Optical Character Recognition (OCR) – How it works
OCR is a complex technology that converts images containing text into formats with editable text. OCR allows you to process scanned books, screenshots, and photos with text, and get editable documents like TXT, DOC, or PDF files. This technology is widely used in many areas. The most advanced OCR systems can handle almost any types of images, even such complex ones as scanned magazine pages with images and columns, or photos from a mobile phone.
How do the modern OCR technologies work? The process of converting an image to an editable document is divided into several steps. Every step is a set of related algorithms that do a piece of the OCR job. The general steps in the OCR process are as follows:
- Loading an image as bitmap from a given source. The source can be a file or a pointer to a memory block. Moreover, a good OCR system must understand a lot of image formats: BMP, TIFF (both one-page and multi-page images), JPEG, PNG, and so on. It must also support PDF files, because many documents are stored as images in the PDF format, and the only way to extract text from such files is to perform OCR.
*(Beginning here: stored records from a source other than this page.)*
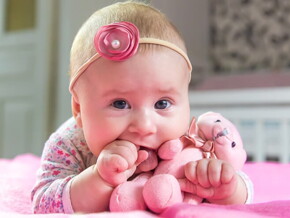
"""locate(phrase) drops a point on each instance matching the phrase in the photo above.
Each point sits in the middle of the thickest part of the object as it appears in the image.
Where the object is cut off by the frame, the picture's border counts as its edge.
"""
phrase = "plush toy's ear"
(192, 135)
(76, 110)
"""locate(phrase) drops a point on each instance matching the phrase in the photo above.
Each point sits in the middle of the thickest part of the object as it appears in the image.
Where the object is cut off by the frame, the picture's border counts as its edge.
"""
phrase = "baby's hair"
(150, 22)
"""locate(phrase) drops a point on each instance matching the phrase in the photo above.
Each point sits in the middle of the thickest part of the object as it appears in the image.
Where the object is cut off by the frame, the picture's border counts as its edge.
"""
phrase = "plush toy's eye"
(233, 144)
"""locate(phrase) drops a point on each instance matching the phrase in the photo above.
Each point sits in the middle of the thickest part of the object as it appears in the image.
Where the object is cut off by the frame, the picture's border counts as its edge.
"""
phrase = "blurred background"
(240, 51)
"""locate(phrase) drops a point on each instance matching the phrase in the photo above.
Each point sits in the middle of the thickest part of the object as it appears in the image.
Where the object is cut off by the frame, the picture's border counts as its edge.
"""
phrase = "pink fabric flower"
(117, 41)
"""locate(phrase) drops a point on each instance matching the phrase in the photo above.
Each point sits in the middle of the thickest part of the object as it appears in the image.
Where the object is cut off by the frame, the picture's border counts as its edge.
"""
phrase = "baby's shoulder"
(68, 135)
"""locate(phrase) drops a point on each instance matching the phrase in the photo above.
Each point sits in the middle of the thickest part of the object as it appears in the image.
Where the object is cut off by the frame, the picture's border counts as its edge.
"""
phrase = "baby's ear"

- Detecting the most important image features, such as resolution and inversion. Many OCR algorithms expect a predefined range of font sizes and foreground/background colors, so the image must be rescaled and inverted before processing if necessary.
- Image can be skewed, or it can have a lot of noise, so deskewing and denoising algorithms are applied to improve the image quality.
- Many OCR algorithms can handle bi-tonal images only, so color or grayscale images must be converted to bi-tonal. The process is called "binarization." This step is very important, because incorrect binarization will cause a lot of problems.
- Lines detection and removal. This step is required to improve page layout analysis, to achieve better recognition quality for underlined text, to detect tables, etc.
- Page layout analysis (also called "zoning"). The OCR system must detect the positions and types of all important areas in the image.
- Detection of text lines and words. Sometimes it is not an easy task because of different font sizes and small spaces between words.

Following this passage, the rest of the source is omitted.